Sorry that it took me a while to respond. I saw your message when I was training in NYC and wanted to provide a more thoughtful answer than was possible on my Blackberry while sitting at a restaurant with other people.

I do not think we are really about competition or self-defense. What I think we emphasize is more like personal development. For example, use the following as an analogy: someone who enjoys mountain biking is not necessarily doing it for competition and may not use his bike as transportation to and from work. It is more of a game that the person derives challenge and other benefits such as health and camaraderie from.

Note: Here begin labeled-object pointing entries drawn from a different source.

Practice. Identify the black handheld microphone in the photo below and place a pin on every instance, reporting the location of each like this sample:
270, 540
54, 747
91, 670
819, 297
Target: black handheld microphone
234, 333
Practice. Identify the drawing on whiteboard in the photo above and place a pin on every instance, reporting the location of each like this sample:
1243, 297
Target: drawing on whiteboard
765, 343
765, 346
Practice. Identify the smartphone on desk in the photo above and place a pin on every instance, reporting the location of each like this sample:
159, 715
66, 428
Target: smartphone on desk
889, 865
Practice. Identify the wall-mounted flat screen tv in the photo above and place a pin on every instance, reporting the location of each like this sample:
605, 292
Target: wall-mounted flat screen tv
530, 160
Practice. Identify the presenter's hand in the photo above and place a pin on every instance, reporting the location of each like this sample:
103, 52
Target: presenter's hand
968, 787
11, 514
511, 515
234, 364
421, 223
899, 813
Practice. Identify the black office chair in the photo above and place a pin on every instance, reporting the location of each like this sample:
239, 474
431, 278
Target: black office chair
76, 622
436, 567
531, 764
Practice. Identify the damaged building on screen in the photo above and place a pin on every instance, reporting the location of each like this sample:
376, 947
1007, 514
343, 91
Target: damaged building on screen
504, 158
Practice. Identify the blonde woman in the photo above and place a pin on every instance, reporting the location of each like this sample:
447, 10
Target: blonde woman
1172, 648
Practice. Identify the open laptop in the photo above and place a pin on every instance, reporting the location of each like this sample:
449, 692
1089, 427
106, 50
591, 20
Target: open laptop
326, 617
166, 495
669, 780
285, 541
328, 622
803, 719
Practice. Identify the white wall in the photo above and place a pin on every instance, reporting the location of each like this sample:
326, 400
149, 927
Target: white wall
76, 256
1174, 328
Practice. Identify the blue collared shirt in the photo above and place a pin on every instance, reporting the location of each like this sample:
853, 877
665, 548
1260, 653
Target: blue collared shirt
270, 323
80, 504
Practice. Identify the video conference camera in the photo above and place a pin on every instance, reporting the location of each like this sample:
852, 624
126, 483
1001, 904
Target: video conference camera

The techniques of jiu-jitsu were developed from both sport and martial-craft/self-defense over the centuries. There has always been a co-mingling between the two different expressions of jiu-jitsu and more generally grappling. One of the modern geniuses of martial arts, Kano Jigoro, (founder of Judo), emphasized training/competing with a resisting opponent. He felt that this type of training was the only way to truly learn how to apply techniques even if they were martial or self-defense applications. Another way of saying this is that the only way to develop effective self-defense skills is to hone them in a competitive environment. This can be friendly competition among classmates among classmates or high-level international sport. The venue doesn’t matter. At Renzo Gracie Pittsburgh we adhere to this philosophy. Renzo Gracie (one of my teachers) believes this and has had extensive “street” experience and teaching experience with NYC and Rio De Janeiro special police units. Katas, or as we say in western martial arts, “shadow boxing” and drilling techniques is important but cannot, on their own, realistically make someone competent in a high pressure, real situation.

To answer your question in a more specific way, the techniques we teach/practice, especially in our beginners (“fundamentals jiu-jitsu classes”) will be effective outside the academy on the street or in entry-level competitions. They will give you a good base. You will not see “defense to a chair strike” or how to disarm a knife-wielding person. There are places which teach this. I do not think there is strong evidence that it really helps in life and death or seriously stressful situations. I feel that, as a black belt, I would be at a serious disadvantage against a sixteen year old kid with a five-inch blade. Furthermore, some of the benefits I would receive from my training would not be specific techniques. Some important benefits may be more body awareness and clarity of mind under stress. I do believe that I am safer and more confident due to my jiu-jitsu training and technique although this is tempered by understanding the limits of it. I hope this answered your question. See you in class.